Episcopal minister and author David Code is well-known for his work on the effects of stress on parents and kids. His insights are useful though he can be a bit alarmist. (For example, I couldn't find any evidence that normal parental stress gives kids ADHD, as he mentions here.) He suggests that to deal with stress, parents have to get back to being social. He says, "I have never seen toddlers more satisfied or happy or fulfilled than when their parents are blabbing away with each other or with friends on the couch." Surveys also show that most people socialize to relieve stress. Meanwhile, in this NPR Health article, Dr. Robert Waldinger recommends exercise. He says, "If you could give one magic pill that would improve physical health, mood, reduce weight," this would be it. For stress relief and antidepressant effect, 30 minutes is enough. More on fast stress relievers for parents. Comforting kids in times of stress has measurable benefits for them. As this Harvard article makes clear, "If at least one parent or caregiver is consistently engaged in a caring, supportive relationship with a young child, most stress responses will be positive or tolerable." Meanwhile, "Children who have the support of caregivers manage more successfully than children who must rely on their own resources alone." - Stress and Child Development Other studies show:

"Supportive responses by parents invite children to explore their feelings by encouraging the child to express emotions or helping the child understand and cope with an emotion-eliciting situation." (Eisenberg et al., 1998; Fabes, Poulin, Eisenberg, & Madden-Derdich, 2002).
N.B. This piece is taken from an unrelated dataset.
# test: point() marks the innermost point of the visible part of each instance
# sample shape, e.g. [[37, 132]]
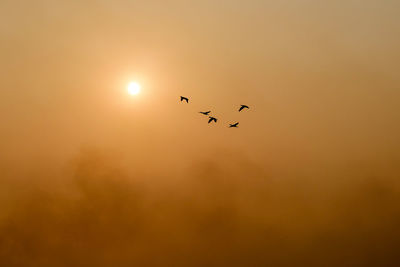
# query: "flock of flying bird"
[[213, 119]]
"Supportive parental responses to children’s negative emotions have been found to be related to aspects of emotional and social competence including children’s emotion understanding and friendship quality."(McElwain, Halberstadt, & Volling, 2007). Even in situations of toxic, chronic stress "the neurobiological response to chronic stress can be buffered and even reversed" with the care of an adult, writes Ross A. Thompson. In those toxic situations, kids don't "necessarily become immediately hard-wired to create dysfunction that cannot be changed." Don't let headlines about the "dangers of parental stress" stress you out even more.

For most families, the long-term impact of normal and even elevated parental stress on kids is much more subtle - and much less distressing - than pop-science headlines would have us believe.

These articles tap into parental guilt (and societal blame) about how the stressful, modern work-life balance affects our families. But the shape of modern life itself is stressful. Parents shouldn't be blamed for that, nor made to feel that a normal response to stress will damage their kids. Footnote: The Secret History of Stress

Did you know that the "inventor" of the idea of stress, Hans Selye, "was a shill for the tobacco industry?

From NPR:

"... both Selye's work and much of the work around Type A personality were profoundly influenced by cigarette manufacturers. They were interested in promoting the concept of stress because it allowed them to argue that it was stress — not cigarettes — that was to blame for heart disease and cancer."